LendingTree allows co-signers, so that’s another option for those with not-so-perfect credit history. The loan range meets the industry standard and is between $5,000 and $55,000. The downside of LendingTree is that it has vehicle limitations. Cars must be no older than 10 years and have mileage of less than 120,000 miles.
Car.Loan.com has a loan range from $7,500 to $45,000. Applying for financing only involves a soft credit check, which won’t put any dent in your credit score. It has some of the lowest APRs — from 0% to 25%. Naturally, if you have no credit history or have recently filed for bankruptcy, you will get the worst terms for auto refinance loans. Car.Loan.com doesn’t specify its minimum credit score requirement and typical funding time.
Final thoughts: Is Refinancing Worth it?
So far, we have figured out how to refinance a car loan in several easy steps.
But is it worth it? There is no one size fits all answer. It should be evaluated on a case-to-case basis. If you’re on the fence, consulting with a refinancing broker is a good idea.
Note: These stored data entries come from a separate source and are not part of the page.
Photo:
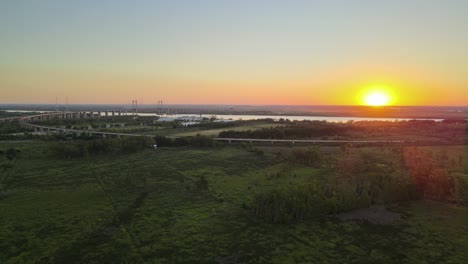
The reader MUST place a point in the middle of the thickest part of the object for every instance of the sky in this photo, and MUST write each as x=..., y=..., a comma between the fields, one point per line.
x=233, y=52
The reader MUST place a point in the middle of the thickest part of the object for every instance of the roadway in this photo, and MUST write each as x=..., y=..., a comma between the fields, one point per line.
x=25, y=120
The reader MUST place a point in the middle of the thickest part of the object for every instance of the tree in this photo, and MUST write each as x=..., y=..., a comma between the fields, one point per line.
x=11, y=153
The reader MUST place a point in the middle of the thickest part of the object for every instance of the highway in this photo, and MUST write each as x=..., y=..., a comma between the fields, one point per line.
x=25, y=120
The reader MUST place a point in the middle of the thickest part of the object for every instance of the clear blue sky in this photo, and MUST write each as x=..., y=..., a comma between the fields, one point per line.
x=174, y=48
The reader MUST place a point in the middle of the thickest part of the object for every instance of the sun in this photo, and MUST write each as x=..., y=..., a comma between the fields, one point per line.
x=377, y=99
x=376, y=96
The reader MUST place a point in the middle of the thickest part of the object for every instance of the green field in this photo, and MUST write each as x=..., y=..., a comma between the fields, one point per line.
x=215, y=132
x=145, y=207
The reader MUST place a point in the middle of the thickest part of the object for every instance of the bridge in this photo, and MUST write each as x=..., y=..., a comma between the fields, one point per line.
x=25, y=121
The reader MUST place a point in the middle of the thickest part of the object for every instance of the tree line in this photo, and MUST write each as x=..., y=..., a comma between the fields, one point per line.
x=365, y=177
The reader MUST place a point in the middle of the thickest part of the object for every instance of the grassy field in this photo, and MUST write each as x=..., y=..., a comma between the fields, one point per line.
x=215, y=132
x=146, y=208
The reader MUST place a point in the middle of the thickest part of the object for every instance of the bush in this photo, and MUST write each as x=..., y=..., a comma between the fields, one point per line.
x=11, y=153
x=308, y=157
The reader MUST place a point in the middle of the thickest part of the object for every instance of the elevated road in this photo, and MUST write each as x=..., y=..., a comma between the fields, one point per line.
x=26, y=121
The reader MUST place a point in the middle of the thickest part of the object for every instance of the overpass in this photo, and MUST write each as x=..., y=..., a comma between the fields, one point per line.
x=25, y=121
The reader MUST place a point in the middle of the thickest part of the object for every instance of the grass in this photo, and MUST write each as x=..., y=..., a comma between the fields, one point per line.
x=215, y=132
x=83, y=211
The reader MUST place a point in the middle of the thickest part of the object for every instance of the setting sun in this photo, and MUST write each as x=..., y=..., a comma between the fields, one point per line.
x=377, y=99
x=376, y=96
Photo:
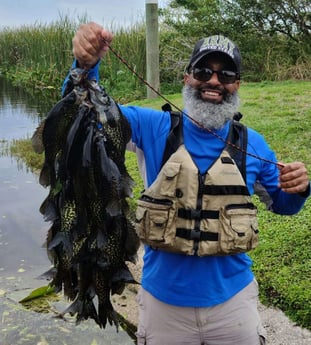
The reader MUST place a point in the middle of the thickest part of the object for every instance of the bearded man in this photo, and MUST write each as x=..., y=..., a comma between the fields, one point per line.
x=196, y=217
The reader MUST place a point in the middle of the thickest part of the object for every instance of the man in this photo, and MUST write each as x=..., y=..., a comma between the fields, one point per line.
x=197, y=288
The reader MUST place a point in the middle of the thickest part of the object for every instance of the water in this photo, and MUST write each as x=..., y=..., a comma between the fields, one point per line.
x=22, y=234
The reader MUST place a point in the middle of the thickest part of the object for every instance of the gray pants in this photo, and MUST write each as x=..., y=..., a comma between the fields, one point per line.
x=235, y=322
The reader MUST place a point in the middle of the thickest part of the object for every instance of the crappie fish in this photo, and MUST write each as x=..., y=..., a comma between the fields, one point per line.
x=84, y=138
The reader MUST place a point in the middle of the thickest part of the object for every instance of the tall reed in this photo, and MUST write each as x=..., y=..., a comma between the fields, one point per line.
x=40, y=55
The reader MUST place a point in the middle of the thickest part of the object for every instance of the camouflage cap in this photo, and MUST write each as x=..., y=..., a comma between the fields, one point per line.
x=212, y=44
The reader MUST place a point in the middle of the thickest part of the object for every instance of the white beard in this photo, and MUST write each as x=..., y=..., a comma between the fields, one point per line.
x=206, y=114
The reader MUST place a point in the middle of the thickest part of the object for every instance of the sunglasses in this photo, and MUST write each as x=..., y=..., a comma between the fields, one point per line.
x=224, y=76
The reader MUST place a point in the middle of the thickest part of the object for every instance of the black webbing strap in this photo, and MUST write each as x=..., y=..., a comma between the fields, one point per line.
x=197, y=214
x=196, y=235
x=175, y=137
x=238, y=137
x=225, y=190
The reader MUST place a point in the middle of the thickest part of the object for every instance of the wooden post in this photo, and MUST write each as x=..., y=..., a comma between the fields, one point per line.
x=152, y=47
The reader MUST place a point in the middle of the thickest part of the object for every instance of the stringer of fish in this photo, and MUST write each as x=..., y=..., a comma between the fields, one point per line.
x=91, y=237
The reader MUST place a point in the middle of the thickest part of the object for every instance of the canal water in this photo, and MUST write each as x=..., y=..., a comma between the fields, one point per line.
x=22, y=234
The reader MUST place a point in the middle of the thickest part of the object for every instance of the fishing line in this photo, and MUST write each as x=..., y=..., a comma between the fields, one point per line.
x=131, y=69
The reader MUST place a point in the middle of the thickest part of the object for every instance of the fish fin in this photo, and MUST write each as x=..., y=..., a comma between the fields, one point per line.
x=61, y=238
x=127, y=184
x=87, y=147
x=48, y=210
x=48, y=275
x=36, y=139
x=73, y=133
x=113, y=207
x=123, y=275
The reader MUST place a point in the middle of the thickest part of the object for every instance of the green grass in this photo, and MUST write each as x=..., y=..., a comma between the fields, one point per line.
x=282, y=262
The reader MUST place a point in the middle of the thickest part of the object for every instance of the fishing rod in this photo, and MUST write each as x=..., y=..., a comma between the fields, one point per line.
x=131, y=69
Refinancing a car loan can cause a slight dip in your credit score, as most lenders run a hard inquiry at some point in the approval process. The impact is approximately five points, which isn’t significant. But if you apply with several financing providers, that number multiplies. Yet, regular and timely payments will bring your credit score back to its previous levels after several months.
Some companies run only a soft credit check on their potential clients to present them with an offer. So that’s also an option worth considering, especially if you want to compare companies’ terms.
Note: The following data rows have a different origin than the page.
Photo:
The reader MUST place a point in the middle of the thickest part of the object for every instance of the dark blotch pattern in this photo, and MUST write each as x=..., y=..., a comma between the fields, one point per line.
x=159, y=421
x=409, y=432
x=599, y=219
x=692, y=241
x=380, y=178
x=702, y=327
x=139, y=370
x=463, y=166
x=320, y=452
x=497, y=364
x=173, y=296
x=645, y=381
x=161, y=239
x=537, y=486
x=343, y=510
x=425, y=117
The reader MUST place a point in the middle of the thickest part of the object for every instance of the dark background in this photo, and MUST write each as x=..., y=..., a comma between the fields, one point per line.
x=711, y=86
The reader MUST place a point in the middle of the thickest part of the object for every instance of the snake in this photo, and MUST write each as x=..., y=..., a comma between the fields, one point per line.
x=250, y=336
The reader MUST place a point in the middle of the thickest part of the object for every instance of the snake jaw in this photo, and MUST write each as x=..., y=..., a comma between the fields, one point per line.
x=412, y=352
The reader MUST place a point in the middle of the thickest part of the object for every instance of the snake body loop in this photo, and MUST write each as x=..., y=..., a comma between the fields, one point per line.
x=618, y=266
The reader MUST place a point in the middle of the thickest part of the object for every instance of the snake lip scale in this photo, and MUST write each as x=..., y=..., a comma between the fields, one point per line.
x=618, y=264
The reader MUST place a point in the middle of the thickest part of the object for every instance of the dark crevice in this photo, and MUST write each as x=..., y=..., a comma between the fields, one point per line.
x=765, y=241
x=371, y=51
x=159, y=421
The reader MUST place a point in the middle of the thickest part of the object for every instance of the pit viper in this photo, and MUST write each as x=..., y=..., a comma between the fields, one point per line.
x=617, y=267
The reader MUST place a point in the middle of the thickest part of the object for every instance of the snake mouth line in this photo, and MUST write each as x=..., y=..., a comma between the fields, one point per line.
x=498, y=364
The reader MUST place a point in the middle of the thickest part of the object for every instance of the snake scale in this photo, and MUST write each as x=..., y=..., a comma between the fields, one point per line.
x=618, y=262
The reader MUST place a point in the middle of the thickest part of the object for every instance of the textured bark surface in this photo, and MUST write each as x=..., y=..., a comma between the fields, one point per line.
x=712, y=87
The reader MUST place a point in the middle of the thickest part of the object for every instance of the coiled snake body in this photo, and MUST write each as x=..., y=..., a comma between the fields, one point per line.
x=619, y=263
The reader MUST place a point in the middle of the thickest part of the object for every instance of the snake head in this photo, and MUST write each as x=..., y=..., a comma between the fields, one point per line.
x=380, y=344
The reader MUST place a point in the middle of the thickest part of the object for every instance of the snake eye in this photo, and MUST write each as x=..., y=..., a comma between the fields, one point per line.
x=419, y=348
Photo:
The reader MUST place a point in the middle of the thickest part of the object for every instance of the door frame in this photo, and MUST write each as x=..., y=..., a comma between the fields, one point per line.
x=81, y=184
To refinance car loans, you must submit:
- requested loan amount
- proof of identity, employment, and residence
- annual gross income
- vehicle title
- outstanding amount owed to the original car lender
Companies may impose different requirements (and restrictions) for your application based on your credit score, vehicle make/type/age, and loan amount.
The best places to refinance a car require a minimum credit score between 500 to 660. The exact number depends on the company and its policies.
The cost to refinance a car loan can vary depending on the provider, the origination/application fees, the state’s title transfer fees, and your vehicle type/make/age.
Some lenders may require you to put additional money down if your car’s current value is lower than the requested credit amount.
To refinance a car loan with bad credit you can resort to one of the lenders specializing in financing people with poor credit history. They typically have a lower or no minimal score requirement and accept applicants who had been turned down in the past.
But if you have a bad credit score and wonder how to refinance a car loan, bear in mind that the idea may not always be a good one. There are refinancing risks, such as prepayment penalties, origination fees, and extended loan life, which may offset the potential savings or even rack up costs.
The best advice is to check if you pre-qualify for better refinancing terms on your loan with providers who offer checks without impacting your credit score. Then, compare the rates and fees. You can also use a car refinance calculator to assess your situation and offerings.